🔥 Terminology is fun: CodeableConcept.coding[]

Strip a FHIR resource of its coded elements and what's left is plumbing: ids, references, dates, statuses. What the condition is, what was observed, what was prescribed — the meaning of healthcare data lives in terminology. The structure tells you that a Condition exists and whom it belongs to; the codes tell you what it actually is.

And almost everywhere meaning appears in FHIR, it appears as one data type: CodeableConcept — Condition.code, Observation.code, Procedure.code, MedicationRequest.medication, AllergyIntolerance.code. Learn to read this one type correctly and you've learned to read the semantics of FHIR; read it wrong and the structure stays perfectly valid while the meaning silently slips away.

So — how to read and interpret CodeableConcept correctly? For example if I'm looking at diagnosis in SNOMED CT?

First idea is to use code.coding.where(system='...snomed...').code.first(). But that's not correct. That's what I learned at the HL7 FHIR-I working group meeting from Lloyd McKenzie.

There can absolutely be two or three SNOMED codes, and you have to support that.

To understand why — and what to do instead — it helps to step back and look at coded data as a conversation between two parties who never meet: the one who writes the code and the one who reads it.

What it means to code data

To code is to replace meaning with a pointer into a shared dictionary: a concept from some code system. A code without a system is meaningless — the pair (system, code) is the unit of meaning. The goal is that two systems that know nothing about each other understand the data the same way.

Three things complicate the picture immediately:

Concepts have granularity. They live in hierarchies: "diabetes" ⊃ "type 2 diabetes" ⊃ "type 2 diabetes, well-controlled". Choosing a level is a decision about how much information you capture — and how much you lose.

Code systems are built on different principles. ICD is a classification: its goal is to sort every case into non-overlapping buckets with no remainder (for statistics and billing) — hence the "other" and "unspecified" bins. One case → exactly one bucket. SNOMED CT is an ontology: its goal is to describe clinical reality — multi-parent hierarchies, formal definitions, composable expressions. One case → as precise a description as you need. They answer different questions: ICD — "which bucket for the report", SNOMED — "what is this". Mapping between them is inherently lossy and many-to-many.

Sometimes the concept doesn't exist — but you can build it. That's post-coordination: the code system's grammar lets you compose a concept from existing ones. SNOMED CT expression 81745001:272741003=7771000 — "eye : laterality = left". The expression goes, whole, into a single Coding.code — the spec is explicit that "any expression defined by the code system is still regarded as a 'code' and represented as such":

{
  "system": "http://snomed.info/sct",
  "code": "128045006:{363698007=56459004}"
}

Note: the result is still one code. It is not two codings "eye" + "left" in an array — we'll see below why that's forbidden.
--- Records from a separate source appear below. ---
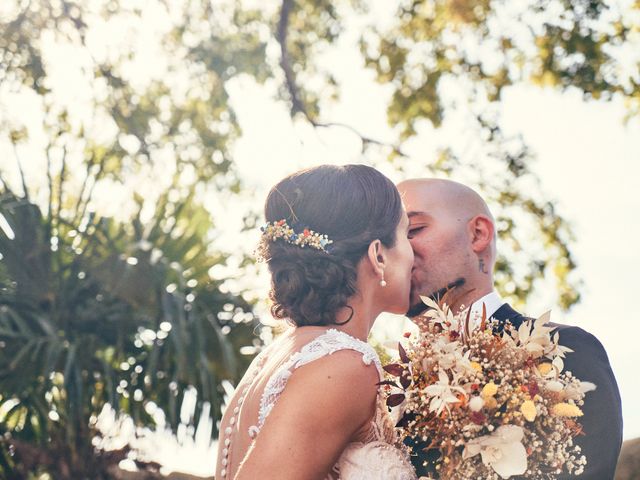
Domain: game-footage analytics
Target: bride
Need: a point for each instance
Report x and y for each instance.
(308, 407)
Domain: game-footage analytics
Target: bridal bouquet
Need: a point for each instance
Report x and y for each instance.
(487, 405)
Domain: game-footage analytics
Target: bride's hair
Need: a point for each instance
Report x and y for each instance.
(351, 204)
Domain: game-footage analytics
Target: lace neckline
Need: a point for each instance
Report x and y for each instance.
(326, 343)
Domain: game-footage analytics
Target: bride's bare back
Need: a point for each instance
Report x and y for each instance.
(329, 402)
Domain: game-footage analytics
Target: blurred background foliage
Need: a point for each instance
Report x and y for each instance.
(123, 308)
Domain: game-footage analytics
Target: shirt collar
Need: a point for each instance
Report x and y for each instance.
(491, 301)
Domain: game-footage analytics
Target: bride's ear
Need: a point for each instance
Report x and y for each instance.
(377, 257)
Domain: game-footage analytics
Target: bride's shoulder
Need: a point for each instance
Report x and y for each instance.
(340, 379)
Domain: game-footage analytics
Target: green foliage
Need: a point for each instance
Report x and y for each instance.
(104, 312)
(124, 311)
(443, 57)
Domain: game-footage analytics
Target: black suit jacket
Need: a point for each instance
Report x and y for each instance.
(602, 420)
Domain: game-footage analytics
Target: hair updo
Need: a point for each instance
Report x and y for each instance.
(353, 205)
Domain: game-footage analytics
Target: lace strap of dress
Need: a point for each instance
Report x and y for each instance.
(329, 342)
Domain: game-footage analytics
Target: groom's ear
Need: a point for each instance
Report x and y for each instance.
(376, 256)
(482, 233)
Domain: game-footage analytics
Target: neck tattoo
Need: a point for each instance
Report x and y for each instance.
(483, 267)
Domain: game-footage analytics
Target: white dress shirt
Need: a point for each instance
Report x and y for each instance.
(491, 301)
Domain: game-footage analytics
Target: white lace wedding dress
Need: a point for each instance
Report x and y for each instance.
(377, 457)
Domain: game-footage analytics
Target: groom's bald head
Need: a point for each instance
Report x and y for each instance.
(453, 236)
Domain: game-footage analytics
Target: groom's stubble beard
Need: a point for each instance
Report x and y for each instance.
(419, 307)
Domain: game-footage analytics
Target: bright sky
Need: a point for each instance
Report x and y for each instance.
(587, 160)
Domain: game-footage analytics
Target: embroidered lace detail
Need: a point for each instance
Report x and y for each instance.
(329, 342)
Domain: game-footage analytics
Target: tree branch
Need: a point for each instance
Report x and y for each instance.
(297, 104)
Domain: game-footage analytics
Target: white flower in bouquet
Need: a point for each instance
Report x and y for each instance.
(502, 450)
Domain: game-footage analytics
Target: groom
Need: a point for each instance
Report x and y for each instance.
(452, 233)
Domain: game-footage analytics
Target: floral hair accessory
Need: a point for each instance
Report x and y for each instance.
(308, 238)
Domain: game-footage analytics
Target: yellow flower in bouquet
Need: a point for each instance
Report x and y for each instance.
(490, 405)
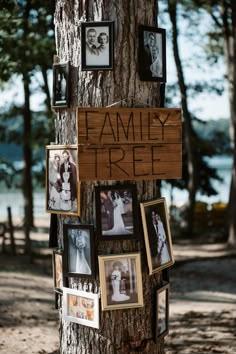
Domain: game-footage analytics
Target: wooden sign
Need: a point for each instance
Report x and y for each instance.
(129, 143)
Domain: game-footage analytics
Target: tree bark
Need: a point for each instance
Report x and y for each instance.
(130, 330)
(188, 130)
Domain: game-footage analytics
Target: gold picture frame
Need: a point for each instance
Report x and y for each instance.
(121, 281)
(157, 235)
(62, 184)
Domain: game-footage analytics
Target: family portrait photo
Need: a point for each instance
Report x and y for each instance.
(116, 210)
(81, 307)
(97, 45)
(162, 315)
(60, 94)
(152, 54)
(157, 234)
(61, 179)
(78, 250)
(57, 270)
(121, 281)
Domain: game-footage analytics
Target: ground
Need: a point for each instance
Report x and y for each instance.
(202, 301)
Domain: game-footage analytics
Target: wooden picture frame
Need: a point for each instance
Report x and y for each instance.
(116, 211)
(57, 266)
(97, 45)
(152, 54)
(121, 281)
(60, 89)
(78, 250)
(62, 185)
(162, 312)
(157, 235)
(81, 307)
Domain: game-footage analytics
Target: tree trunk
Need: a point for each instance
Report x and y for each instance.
(230, 54)
(188, 130)
(131, 328)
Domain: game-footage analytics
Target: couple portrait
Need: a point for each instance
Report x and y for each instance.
(116, 212)
(62, 180)
(97, 45)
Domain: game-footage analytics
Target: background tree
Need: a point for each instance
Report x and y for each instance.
(121, 331)
(25, 49)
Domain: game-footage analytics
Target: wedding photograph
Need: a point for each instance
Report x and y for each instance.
(57, 266)
(60, 92)
(157, 234)
(121, 281)
(97, 45)
(162, 311)
(78, 250)
(81, 307)
(116, 211)
(62, 187)
(152, 54)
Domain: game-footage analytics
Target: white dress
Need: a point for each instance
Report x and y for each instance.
(162, 246)
(116, 279)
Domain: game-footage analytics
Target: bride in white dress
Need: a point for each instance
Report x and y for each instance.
(79, 241)
(162, 248)
(119, 226)
(116, 281)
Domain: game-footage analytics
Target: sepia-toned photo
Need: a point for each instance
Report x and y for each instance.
(60, 96)
(57, 262)
(157, 235)
(78, 250)
(152, 54)
(62, 188)
(81, 307)
(97, 45)
(162, 312)
(121, 281)
(116, 211)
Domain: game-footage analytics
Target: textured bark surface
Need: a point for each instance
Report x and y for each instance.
(130, 330)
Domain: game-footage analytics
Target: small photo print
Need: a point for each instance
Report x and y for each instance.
(61, 180)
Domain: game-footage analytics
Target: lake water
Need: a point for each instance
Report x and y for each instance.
(14, 199)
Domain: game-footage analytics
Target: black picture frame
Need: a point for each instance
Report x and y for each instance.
(57, 266)
(60, 92)
(78, 250)
(97, 42)
(116, 212)
(152, 54)
(162, 312)
(157, 234)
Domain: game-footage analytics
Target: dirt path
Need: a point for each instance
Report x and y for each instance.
(202, 302)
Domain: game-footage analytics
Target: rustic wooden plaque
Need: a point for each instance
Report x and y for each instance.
(129, 143)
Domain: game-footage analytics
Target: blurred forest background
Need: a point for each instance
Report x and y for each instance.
(201, 47)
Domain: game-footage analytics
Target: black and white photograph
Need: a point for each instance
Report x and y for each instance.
(152, 54)
(62, 186)
(78, 250)
(157, 235)
(60, 96)
(116, 211)
(121, 281)
(162, 311)
(97, 45)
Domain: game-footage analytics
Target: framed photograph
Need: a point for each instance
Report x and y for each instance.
(78, 250)
(152, 54)
(162, 312)
(116, 211)
(97, 42)
(57, 266)
(121, 281)
(81, 307)
(60, 92)
(157, 235)
(62, 186)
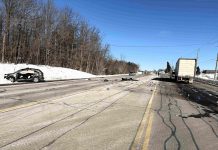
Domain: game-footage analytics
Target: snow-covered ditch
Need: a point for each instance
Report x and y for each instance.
(206, 76)
(50, 73)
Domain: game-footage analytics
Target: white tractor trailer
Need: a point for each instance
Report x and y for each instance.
(185, 69)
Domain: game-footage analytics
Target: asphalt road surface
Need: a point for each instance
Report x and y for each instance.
(94, 114)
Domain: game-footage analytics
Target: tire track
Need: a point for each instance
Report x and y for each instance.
(186, 125)
(67, 117)
(173, 130)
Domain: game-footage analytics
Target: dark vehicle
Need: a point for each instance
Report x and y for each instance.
(27, 74)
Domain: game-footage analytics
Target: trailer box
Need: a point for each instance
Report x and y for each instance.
(185, 69)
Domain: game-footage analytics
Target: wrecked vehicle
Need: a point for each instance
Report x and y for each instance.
(27, 74)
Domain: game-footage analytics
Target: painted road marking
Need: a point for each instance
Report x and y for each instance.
(146, 122)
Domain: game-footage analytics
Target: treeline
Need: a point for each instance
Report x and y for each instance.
(37, 32)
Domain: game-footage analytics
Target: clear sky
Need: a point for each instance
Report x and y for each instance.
(152, 32)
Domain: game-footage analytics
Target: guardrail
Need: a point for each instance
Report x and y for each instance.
(210, 82)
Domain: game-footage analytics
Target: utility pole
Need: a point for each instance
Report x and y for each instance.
(197, 57)
(215, 75)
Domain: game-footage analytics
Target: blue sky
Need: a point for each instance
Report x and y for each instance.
(152, 32)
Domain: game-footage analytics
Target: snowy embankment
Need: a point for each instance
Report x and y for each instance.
(50, 73)
(206, 76)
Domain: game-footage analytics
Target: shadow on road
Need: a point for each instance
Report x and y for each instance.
(164, 79)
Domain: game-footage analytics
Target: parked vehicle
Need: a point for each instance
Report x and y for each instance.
(27, 74)
(185, 69)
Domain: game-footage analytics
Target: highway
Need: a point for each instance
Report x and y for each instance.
(148, 113)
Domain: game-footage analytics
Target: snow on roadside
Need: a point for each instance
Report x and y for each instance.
(206, 76)
(50, 73)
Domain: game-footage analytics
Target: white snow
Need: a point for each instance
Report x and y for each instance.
(206, 76)
(50, 73)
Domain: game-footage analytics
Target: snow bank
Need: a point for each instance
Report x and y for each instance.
(50, 73)
(206, 76)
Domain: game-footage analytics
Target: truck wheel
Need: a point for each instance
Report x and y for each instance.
(11, 79)
(35, 79)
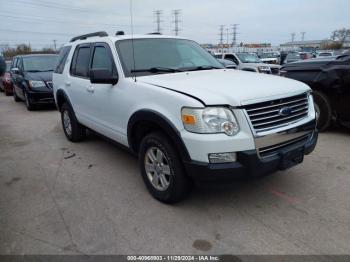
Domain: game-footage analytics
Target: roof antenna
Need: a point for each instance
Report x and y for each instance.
(132, 40)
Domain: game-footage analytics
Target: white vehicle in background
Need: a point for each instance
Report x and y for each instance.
(270, 58)
(249, 62)
(322, 54)
(184, 115)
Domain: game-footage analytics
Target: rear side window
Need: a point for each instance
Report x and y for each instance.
(62, 58)
(101, 59)
(81, 59)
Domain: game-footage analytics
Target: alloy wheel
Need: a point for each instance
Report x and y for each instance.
(157, 168)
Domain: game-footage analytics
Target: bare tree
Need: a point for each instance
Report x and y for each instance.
(341, 35)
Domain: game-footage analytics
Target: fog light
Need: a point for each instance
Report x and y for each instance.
(222, 158)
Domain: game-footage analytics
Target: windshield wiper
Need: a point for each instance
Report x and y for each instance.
(197, 68)
(156, 70)
(39, 71)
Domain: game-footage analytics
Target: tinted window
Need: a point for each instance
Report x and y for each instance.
(82, 62)
(62, 58)
(102, 59)
(39, 63)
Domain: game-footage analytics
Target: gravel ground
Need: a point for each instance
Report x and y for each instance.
(57, 197)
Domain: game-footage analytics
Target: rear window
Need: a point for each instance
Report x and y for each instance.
(80, 65)
(62, 58)
(44, 63)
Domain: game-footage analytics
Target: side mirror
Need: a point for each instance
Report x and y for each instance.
(103, 76)
(15, 70)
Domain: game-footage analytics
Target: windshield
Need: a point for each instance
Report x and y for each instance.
(325, 54)
(166, 53)
(268, 55)
(39, 63)
(249, 58)
(293, 56)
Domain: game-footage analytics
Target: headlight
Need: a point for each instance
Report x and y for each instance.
(36, 84)
(210, 120)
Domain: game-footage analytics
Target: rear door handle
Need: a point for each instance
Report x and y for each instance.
(90, 89)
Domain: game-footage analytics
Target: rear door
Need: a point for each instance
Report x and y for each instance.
(78, 82)
(103, 100)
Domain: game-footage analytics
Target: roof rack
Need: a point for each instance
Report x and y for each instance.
(83, 37)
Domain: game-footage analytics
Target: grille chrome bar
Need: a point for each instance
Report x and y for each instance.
(286, 103)
(269, 115)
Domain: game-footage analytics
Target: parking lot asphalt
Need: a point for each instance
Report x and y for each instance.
(57, 197)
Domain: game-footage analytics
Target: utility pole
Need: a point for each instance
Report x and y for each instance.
(221, 34)
(54, 44)
(234, 34)
(158, 14)
(176, 14)
(293, 37)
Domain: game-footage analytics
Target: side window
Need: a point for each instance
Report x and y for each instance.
(62, 58)
(80, 63)
(102, 59)
(19, 64)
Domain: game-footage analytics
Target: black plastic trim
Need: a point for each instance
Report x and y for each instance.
(164, 123)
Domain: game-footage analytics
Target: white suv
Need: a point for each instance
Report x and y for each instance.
(186, 117)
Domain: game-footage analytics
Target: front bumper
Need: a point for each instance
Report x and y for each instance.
(41, 98)
(248, 164)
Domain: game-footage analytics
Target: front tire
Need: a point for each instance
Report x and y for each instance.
(162, 169)
(323, 110)
(73, 130)
(15, 97)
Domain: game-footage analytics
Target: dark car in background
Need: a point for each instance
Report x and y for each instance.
(297, 56)
(6, 81)
(32, 79)
(330, 80)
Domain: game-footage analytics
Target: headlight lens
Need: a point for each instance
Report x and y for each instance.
(210, 120)
(36, 84)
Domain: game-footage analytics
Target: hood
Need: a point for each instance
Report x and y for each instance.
(39, 76)
(227, 87)
(262, 64)
(309, 63)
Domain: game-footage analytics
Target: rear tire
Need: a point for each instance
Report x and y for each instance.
(73, 130)
(165, 177)
(323, 110)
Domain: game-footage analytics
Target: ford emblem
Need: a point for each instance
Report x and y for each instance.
(285, 111)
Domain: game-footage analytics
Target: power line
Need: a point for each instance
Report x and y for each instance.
(221, 34)
(176, 14)
(158, 14)
(293, 37)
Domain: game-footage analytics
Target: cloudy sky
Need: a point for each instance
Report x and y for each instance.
(39, 22)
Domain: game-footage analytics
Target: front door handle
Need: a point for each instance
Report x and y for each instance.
(90, 89)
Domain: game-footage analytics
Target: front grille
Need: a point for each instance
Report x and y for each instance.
(275, 71)
(49, 84)
(272, 114)
(275, 149)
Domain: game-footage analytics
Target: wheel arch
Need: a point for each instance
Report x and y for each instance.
(144, 122)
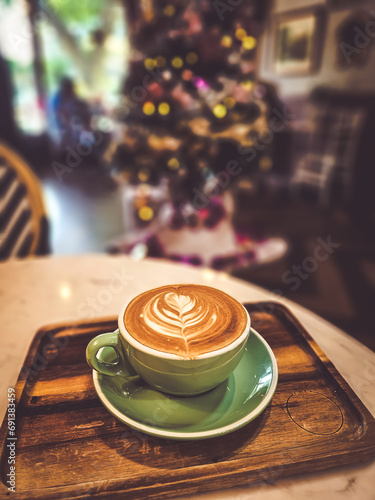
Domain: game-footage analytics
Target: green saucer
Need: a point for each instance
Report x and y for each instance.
(231, 405)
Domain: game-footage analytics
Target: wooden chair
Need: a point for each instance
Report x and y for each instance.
(23, 221)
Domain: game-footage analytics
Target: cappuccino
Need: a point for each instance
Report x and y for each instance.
(187, 320)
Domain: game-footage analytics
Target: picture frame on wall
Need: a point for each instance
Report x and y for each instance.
(344, 4)
(298, 41)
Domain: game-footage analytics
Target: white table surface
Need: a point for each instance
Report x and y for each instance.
(37, 292)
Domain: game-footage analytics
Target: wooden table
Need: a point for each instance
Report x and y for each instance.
(36, 292)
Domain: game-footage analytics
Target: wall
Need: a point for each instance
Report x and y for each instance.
(298, 86)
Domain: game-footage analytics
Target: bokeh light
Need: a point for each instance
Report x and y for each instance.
(219, 110)
(240, 33)
(249, 42)
(145, 213)
(191, 57)
(173, 163)
(163, 108)
(148, 108)
(177, 62)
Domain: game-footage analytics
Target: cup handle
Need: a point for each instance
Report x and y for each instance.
(120, 368)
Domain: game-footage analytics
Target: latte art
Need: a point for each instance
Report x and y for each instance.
(187, 320)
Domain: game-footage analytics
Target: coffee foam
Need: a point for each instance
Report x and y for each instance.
(187, 320)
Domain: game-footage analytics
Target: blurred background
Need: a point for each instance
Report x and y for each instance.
(235, 135)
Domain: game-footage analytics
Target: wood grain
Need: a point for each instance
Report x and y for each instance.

What CodeableConcept actually is

CodeableConcept carries one meaning and holds its representations in a coding array plus a human-readable text.

{
  "coding": [
    { "system": "http://loinc.org",      "code": "8867-4",    "display": "Heart rate" },
    { "system": "http://snomed.info/sct", "code": "364075005", "display": "Heart Rate" }
  ],
  "text": "Heart rate"
}

The key idea: multiple codings are not multiple concepts. One concept, written in different "languages" for different recipients. An ICD-10 code for the payer, a SNOMED CT code for the clinical system, a local code for debugging — all in one field.

Why would one field need all that? Because of who's on each end.

The gap: one writer, many readers

Here is the central asymmetry of coded data exchange: the producer writes once — the consumers are many, and they want different things. The regulator wants coarse buckets for a report, the researcher wants maximal detail, billing wants ICD, clinical decision support wants SNOMED. Lloyd McKenzie, at the FHIR-I session:

There can absolutely be two or three SNOMED codes, and you have to support that. Because you're gonna have situations where somebody has an implementation guide that says I'm capturing this with just high-level codes... I need you to send me that code so that I can make that government report. And then you've got another use case, which is I want to know exactly what type of cancer it was, I want to know what stage it is, I want to know whether it's a recurrence or not. And you've got two different systems that are both wanting slightly different information, and the only way to do that is to send both codes.

And the producer can't pick one "for everyone":

When you create an instance, you're creating it for all receivers — we spit out the same thing to everyone. So such a prohibition is not reasonable.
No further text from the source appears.